5.3. Ethical Considerations

In this study, we constructed a self-built dataset using data collected on a campus, contributed voluntarily by participants. All data were legally obtained or generated through observation without interfering with public behavior, in accordance with item 32 of the Ethical Review Measures for Human Life Science and Medical Research (National Health Commission of the People’s Republic of China, effective 27 February 2023).

In future applications, real-time facial data captured using classroom equipment will remain within the local network, ensuring a closed system with minimal risk. All students will be informed in advance and retain the right to opt out of participation. The informed consent process will include transparent explanations of the study’s purpose, data collection procedures, potential risks and benefits, and participants’ rights, including the right to withdraw. Parents or guardians will also be informed as appropriate, and consent will be obtained before any data collection begins.

6. Conclusions

In this study, we optimized the lightweight MobileViT model for resource-constrained environments. By incorporating knowledge distillation into the teacher model, we achieved substantial performance improvements while maintaining comparable parameter counts and memory usage. Building on this optimized network, we introduced a novel application in online education: an emotion analysis framework for online courses. This framework integrates smoothly with existing online learning tools, enabling rapid and precise evaluation of students’ emotions.
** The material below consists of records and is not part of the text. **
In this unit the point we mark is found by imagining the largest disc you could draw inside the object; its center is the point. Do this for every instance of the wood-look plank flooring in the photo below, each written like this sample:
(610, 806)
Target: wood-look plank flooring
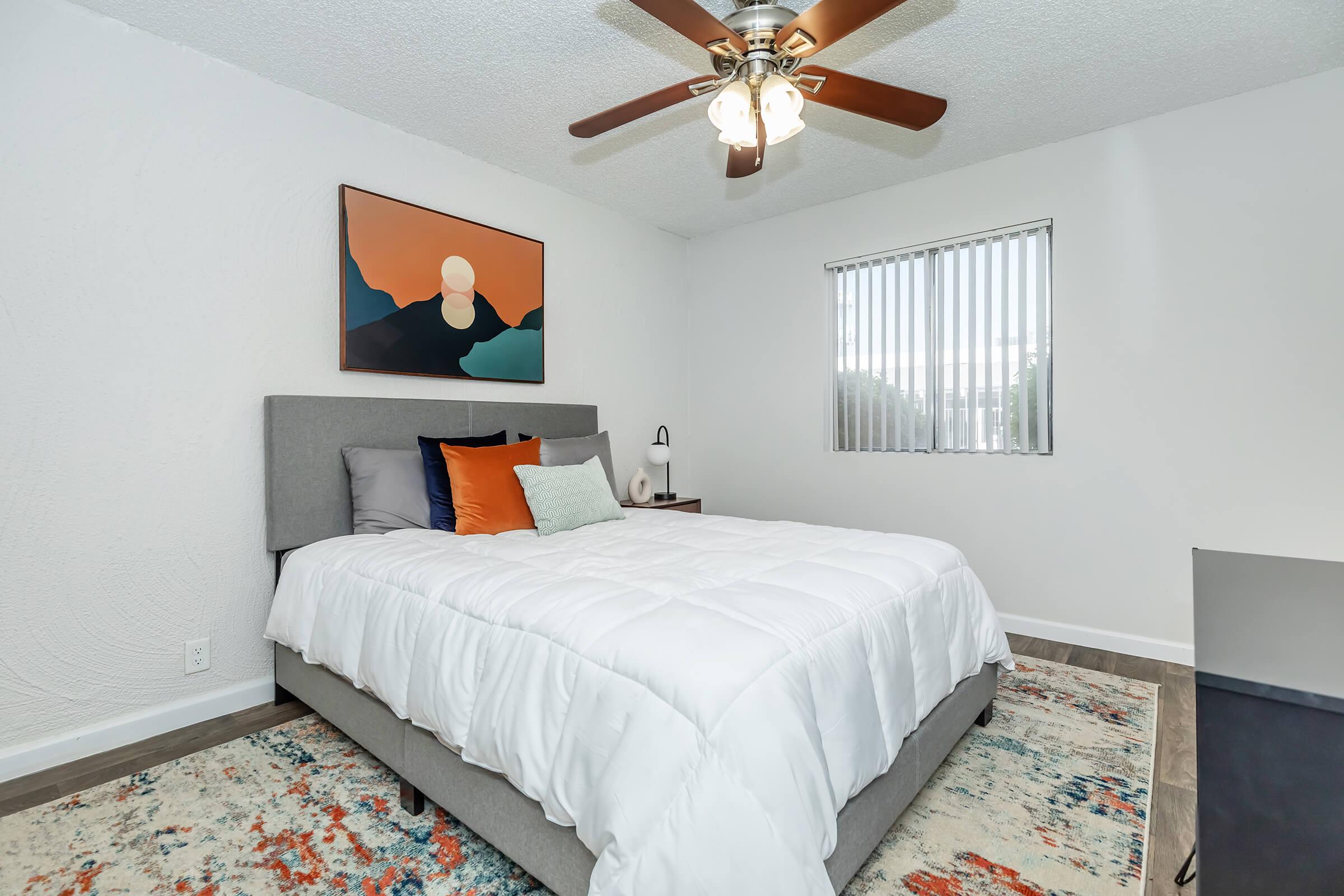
(73, 777)
(1171, 834)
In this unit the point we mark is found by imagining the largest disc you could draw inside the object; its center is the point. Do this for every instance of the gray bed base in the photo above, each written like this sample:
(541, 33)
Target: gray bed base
(308, 500)
(514, 824)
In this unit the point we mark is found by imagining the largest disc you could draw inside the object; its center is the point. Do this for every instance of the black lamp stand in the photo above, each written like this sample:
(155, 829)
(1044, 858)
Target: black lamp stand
(663, 438)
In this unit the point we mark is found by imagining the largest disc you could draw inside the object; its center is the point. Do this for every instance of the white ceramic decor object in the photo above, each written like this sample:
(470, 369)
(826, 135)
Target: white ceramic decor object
(642, 487)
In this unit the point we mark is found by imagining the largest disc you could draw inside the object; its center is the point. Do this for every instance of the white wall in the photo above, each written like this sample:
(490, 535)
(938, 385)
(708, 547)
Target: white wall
(167, 258)
(1200, 332)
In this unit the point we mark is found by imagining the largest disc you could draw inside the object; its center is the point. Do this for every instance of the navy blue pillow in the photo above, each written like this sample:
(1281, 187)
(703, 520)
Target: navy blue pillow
(441, 515)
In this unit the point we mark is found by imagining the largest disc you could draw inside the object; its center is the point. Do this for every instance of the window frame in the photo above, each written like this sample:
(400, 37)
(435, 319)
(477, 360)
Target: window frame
(940, 441)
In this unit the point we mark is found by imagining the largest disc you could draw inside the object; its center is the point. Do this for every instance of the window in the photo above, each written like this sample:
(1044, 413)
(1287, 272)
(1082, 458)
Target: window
(945, 347)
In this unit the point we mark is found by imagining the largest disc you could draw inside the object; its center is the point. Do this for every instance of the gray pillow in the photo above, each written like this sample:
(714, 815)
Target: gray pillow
(388, 489)
(566, 497)
(570, 452)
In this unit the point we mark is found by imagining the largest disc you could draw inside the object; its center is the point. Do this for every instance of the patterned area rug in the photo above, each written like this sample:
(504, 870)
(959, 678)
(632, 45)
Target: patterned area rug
(1050, 800)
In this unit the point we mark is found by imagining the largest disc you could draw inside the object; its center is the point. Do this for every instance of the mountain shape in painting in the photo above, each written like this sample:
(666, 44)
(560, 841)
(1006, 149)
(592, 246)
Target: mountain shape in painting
(533, 320)
(418, 339)
(363, 302)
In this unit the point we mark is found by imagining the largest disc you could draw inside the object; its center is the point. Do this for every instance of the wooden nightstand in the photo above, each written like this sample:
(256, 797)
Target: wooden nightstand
(686, 506)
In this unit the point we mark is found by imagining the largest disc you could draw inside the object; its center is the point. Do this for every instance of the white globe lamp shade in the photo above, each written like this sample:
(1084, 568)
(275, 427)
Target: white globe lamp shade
(781, 108)
(733, 115)
(660, 454)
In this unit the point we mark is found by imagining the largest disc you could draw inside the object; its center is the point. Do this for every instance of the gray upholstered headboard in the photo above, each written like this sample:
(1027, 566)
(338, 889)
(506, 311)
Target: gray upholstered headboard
(307, 486)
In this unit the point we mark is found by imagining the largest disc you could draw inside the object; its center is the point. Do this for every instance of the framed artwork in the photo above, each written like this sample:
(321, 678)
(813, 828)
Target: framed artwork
(429, 295)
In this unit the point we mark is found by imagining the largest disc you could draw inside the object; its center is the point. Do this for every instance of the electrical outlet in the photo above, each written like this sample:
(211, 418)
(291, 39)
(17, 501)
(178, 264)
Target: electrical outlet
(198, 656)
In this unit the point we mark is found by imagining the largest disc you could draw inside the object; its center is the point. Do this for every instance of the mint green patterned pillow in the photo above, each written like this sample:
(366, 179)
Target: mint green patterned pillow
(566, 497)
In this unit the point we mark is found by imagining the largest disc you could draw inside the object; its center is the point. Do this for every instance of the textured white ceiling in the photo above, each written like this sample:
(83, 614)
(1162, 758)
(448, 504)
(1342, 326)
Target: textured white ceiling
(501, 81)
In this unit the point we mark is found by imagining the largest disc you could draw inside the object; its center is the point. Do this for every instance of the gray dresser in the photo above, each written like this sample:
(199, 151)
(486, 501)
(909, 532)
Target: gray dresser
(1269, 692)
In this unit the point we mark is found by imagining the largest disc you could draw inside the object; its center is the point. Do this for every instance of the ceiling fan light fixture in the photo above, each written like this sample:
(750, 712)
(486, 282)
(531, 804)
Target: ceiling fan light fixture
(781, 108)
(731, 112)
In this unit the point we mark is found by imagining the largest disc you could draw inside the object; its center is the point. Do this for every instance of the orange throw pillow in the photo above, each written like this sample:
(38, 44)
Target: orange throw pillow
(487, 496)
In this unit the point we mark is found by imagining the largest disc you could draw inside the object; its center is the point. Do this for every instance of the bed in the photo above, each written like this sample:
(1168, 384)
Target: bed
(664, 704)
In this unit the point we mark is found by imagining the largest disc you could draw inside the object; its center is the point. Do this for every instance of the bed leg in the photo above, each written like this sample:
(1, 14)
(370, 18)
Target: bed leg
(987, 715)
(413, 801)
(284, 696)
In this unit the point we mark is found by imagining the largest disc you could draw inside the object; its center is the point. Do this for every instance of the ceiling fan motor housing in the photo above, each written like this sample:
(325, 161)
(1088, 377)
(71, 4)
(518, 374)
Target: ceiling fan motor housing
(758, 23)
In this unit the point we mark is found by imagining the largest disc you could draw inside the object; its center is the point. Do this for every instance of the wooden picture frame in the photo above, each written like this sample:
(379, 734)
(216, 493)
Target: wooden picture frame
(425, 293)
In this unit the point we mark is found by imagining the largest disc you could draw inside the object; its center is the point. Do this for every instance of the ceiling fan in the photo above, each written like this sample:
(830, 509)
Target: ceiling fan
(757, 53)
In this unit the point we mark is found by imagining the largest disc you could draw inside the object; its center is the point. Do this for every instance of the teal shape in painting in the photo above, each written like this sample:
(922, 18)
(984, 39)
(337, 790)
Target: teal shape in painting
(363, 302)
(512, 355)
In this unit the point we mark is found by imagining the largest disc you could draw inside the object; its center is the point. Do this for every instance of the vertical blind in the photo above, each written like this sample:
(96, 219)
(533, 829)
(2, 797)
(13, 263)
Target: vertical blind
(945, 347)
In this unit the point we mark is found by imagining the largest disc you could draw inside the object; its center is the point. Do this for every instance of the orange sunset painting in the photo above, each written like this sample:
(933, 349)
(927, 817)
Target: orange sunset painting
(429, 295)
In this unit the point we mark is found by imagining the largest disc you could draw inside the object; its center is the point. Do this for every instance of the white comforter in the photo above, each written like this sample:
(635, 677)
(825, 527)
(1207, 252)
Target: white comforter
(697, 695)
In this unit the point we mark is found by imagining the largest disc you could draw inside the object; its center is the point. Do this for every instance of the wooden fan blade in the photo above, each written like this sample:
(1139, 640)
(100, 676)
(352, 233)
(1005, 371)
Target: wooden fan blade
(628, 112)
(830, 21)
(743, 163)
(691, 19)
(875, 100)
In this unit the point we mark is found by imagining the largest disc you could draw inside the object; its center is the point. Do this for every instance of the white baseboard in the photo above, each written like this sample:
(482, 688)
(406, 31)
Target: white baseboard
(25, 759)
(1100, 638)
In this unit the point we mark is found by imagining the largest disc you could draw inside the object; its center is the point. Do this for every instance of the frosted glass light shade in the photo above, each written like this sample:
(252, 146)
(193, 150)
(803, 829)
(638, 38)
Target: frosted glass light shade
(781, 108)
(733, 115)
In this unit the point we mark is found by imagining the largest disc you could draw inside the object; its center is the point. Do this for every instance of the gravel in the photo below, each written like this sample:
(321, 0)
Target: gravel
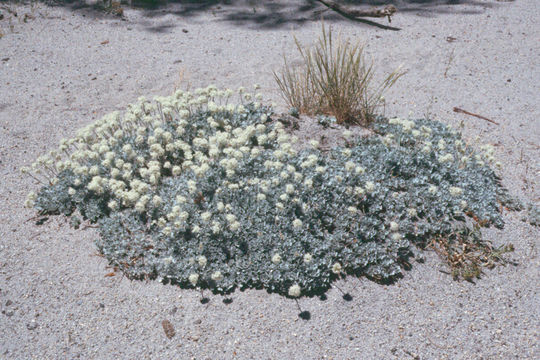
(64, 67)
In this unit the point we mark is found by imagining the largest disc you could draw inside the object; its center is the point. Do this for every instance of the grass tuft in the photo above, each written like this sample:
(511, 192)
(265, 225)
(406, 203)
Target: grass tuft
(334, 79)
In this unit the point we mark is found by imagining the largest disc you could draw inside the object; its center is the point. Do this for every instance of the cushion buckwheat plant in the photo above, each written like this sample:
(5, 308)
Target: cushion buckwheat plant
(201, 192)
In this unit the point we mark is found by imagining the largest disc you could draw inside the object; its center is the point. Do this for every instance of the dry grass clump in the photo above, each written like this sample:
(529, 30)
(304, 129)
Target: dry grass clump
(334, 79)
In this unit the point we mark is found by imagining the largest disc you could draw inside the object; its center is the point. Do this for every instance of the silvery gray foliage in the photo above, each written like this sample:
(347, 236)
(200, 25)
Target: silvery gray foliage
(289, 222)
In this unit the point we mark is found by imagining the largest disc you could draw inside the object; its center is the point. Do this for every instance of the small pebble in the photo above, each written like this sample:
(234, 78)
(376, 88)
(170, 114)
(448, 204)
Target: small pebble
(32, 325)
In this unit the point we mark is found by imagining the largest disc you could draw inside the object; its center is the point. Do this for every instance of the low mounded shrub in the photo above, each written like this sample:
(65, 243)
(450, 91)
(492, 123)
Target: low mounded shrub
(197, 191)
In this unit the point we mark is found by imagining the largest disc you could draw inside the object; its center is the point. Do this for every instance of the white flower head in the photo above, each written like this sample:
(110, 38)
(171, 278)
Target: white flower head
(202, 261)
(336, 268)
(411, 212)
(217, 276)
(193, 278)
(295, 290)
(370, 187)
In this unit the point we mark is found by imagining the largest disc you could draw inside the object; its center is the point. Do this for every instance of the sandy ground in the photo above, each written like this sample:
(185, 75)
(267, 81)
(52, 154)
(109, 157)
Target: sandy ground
(65, 67)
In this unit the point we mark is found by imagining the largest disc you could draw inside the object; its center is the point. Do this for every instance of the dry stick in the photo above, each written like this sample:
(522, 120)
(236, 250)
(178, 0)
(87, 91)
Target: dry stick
(356, 15)
(456, 109)
(387, 11)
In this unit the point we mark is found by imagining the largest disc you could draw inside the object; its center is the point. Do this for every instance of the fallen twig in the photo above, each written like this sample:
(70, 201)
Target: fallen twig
(387, 11)
(456, 109)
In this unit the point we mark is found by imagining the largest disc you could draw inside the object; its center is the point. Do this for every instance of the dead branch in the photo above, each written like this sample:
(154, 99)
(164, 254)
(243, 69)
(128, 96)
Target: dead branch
(456, 109)
(387, 11)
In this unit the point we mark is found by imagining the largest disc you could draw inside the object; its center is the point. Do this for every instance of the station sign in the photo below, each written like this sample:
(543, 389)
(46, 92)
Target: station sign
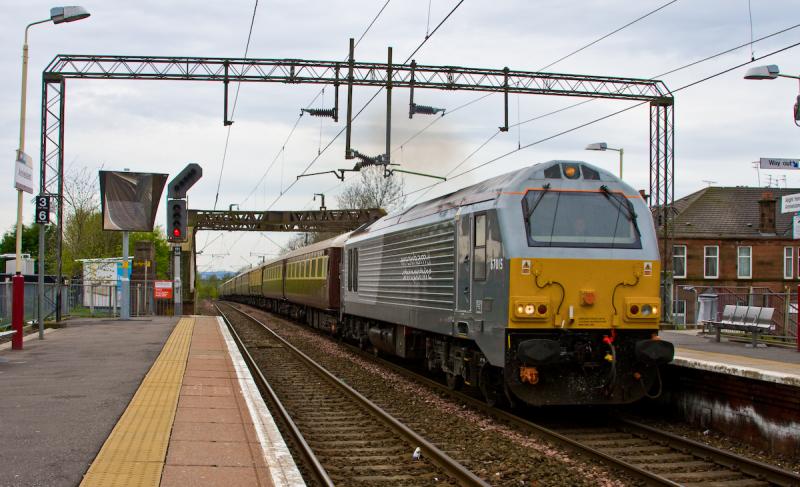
(790, 203)
(42, 209)
(162, 289)
(796, 227)
(779, 163)
(23, 173)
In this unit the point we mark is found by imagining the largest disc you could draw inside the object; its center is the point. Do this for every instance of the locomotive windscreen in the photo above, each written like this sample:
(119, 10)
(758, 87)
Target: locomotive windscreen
(580, 219)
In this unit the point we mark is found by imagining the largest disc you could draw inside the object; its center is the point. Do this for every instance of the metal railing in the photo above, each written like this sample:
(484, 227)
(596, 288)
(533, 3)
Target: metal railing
(103, 299)
(31, 302)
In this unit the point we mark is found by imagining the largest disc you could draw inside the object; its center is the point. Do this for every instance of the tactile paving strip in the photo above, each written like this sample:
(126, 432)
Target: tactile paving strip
(134, 453)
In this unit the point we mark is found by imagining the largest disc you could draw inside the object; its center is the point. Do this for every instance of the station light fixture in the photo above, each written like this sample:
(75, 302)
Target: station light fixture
(772, 71)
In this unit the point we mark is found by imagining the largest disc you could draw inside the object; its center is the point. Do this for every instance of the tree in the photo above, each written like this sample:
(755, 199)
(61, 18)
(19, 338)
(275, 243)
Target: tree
(159, 239)
(372, 190)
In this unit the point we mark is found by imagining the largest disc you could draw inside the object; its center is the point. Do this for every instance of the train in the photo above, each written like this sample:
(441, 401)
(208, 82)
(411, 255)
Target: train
(538, 286)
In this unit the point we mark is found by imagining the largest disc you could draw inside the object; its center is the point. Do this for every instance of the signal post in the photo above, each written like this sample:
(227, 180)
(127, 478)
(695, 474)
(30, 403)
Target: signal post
(178, 223)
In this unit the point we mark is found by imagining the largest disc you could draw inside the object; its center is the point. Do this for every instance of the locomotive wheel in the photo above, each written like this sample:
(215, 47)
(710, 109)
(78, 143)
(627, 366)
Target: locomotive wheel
(454, 382)
(491, 385)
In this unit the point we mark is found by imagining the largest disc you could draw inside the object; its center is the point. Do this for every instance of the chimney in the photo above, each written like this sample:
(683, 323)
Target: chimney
(767, 207)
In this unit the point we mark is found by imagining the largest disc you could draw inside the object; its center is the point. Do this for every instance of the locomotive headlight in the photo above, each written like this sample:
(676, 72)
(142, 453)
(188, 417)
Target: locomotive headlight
(530, 308)
(644, 309)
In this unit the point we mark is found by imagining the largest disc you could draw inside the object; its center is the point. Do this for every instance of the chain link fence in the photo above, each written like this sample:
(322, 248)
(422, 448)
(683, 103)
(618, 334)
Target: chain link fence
(95, 299)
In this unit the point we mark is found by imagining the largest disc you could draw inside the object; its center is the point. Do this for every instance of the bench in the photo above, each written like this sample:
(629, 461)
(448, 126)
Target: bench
(752, 319)
(7, 333)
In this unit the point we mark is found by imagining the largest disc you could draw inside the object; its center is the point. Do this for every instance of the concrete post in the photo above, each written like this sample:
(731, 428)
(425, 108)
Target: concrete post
(125, 308)
(40, 290)
(178, 292)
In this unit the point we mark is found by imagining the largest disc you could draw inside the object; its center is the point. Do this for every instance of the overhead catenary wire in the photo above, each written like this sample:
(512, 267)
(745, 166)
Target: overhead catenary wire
(309, 104)
(607, 116)
(281, 152)
(338, 134)
(583, 102)
(551, 64)
(233, 110)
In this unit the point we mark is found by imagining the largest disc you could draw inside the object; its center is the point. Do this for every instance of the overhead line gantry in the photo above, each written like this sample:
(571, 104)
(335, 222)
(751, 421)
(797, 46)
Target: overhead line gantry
(352, 73)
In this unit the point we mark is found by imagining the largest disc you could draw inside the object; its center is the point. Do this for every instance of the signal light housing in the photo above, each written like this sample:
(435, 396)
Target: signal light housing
(177, 220)
(185, 179)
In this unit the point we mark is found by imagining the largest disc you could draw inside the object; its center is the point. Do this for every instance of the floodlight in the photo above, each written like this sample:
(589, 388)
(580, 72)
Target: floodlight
(762, 72)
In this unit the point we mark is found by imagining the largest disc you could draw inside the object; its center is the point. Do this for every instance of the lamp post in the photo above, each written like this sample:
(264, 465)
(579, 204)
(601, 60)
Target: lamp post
(602, 146)
(58, 15)
(772, 71)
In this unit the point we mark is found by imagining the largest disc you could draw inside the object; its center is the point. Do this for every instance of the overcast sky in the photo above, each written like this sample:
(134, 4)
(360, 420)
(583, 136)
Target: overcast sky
(722, 125)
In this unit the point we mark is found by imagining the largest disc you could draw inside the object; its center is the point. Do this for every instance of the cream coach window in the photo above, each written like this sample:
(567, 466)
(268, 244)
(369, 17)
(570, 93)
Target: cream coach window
(679, 261)
(744, 264)
(711, 262)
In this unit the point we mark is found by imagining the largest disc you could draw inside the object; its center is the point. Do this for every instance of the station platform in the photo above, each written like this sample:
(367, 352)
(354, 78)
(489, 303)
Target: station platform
(771, 364)
(160, 402)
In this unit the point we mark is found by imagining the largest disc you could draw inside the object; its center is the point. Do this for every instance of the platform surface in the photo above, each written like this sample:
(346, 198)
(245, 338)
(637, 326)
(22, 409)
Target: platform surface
(197, 419)
(772, 364)
(60, 397)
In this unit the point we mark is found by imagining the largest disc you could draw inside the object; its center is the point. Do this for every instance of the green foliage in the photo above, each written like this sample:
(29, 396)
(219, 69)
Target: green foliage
(207, 286)
(159, 240)
(30, 241)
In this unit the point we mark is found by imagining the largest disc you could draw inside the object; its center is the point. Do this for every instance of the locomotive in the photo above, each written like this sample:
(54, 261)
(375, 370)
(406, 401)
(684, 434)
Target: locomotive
(540, 286)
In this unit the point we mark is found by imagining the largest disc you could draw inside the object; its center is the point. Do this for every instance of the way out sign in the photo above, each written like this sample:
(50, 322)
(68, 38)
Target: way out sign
(790, 203)
(162, 289)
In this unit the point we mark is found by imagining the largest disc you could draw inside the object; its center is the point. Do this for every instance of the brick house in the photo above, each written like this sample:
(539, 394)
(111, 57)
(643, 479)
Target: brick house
(736, 242)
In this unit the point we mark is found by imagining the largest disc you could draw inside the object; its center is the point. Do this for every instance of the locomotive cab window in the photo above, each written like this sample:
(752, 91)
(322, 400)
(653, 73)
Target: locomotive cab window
(479, 249)
(569, 219)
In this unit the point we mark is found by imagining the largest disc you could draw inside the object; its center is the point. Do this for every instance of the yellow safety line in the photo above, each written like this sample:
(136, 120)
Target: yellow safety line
(135, 452)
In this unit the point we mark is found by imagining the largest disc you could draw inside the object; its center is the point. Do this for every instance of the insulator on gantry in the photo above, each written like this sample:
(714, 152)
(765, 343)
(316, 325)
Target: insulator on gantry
(426, 109)
(319, 112)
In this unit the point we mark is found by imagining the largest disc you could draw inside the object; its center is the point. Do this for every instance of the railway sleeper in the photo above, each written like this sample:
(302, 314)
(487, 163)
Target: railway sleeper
(706, 476)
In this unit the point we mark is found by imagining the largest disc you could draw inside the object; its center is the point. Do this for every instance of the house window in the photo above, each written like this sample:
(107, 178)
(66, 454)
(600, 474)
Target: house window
(679, 261)
(711, 262)
(679, 312)
(744, 262)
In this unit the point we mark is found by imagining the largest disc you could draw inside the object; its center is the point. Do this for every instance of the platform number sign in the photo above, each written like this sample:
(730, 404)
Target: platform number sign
(43, 209)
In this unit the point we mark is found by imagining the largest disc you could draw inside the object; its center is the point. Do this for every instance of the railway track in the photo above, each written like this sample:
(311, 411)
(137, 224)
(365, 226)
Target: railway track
(641, 452)
(344, 438)
(649, 455)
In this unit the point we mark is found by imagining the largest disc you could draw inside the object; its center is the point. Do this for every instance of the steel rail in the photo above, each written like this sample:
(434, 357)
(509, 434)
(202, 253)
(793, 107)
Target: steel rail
(745, 465)
(311, 459)
(463, 475)
(756, 469)
(637, 473)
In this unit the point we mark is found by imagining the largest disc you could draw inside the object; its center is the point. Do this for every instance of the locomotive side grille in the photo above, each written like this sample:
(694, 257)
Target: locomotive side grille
(410, 268)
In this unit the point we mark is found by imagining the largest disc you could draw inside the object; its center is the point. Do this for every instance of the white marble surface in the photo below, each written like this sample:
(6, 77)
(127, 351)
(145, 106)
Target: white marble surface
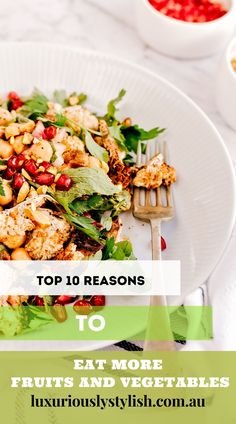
(108, 25)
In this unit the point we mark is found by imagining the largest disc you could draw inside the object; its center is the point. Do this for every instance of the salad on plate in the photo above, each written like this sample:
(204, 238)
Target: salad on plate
(66, 175)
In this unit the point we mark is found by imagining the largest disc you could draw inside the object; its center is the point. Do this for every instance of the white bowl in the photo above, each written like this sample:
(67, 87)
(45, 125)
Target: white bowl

Through these evaluations, instructors can detect potential negative emotions or confusion among students, supporting improved curriculum design and enhancing the overall quality of online courses.

Leveraging the lightweight model, students only need to activate their device cameras to transmit real-time emotion information to teachers’ devices. This approach simplifies the emotion analysis process while protecting the privacy of students who are reluctant to share facial videos. Teachers can record the entire online course for analysis, but students who consent to sharing facial images need only grant camera access, allowing instructors to monitor emotional responses in real time. Students who decline to share facial images can still receive an average emotion rating for the course based on individual predictions. Overall, the enhanced MobileViT-Local model yielded promising results on three benchmark emotion datasets as well as a customized online learning emotion dataset, all while maintaining low memory consumption and parameter count.

Author Contributions

Conceptualization, J.W. and Z.Z.; methodology, J.W.; software, Z.Z.; validation, Z.Z.; formal analysis, J.W.; investigation, J.W.; resources, X.C.; data curation, X.C.; writing—original draft preparation, J.W.; writing—review and editing, J.W.; visualization, J.W.; supervision, J.W.; project administration, J.W.; funding acquisition, J.W. All authors have read and agreed to the published version of the manuscript.

Funding

This research was funded by the Scientific Research Platforms and Projects of the Guangdong Provincial Education Department (2023ZDZX4002, 2021ZDZX1078).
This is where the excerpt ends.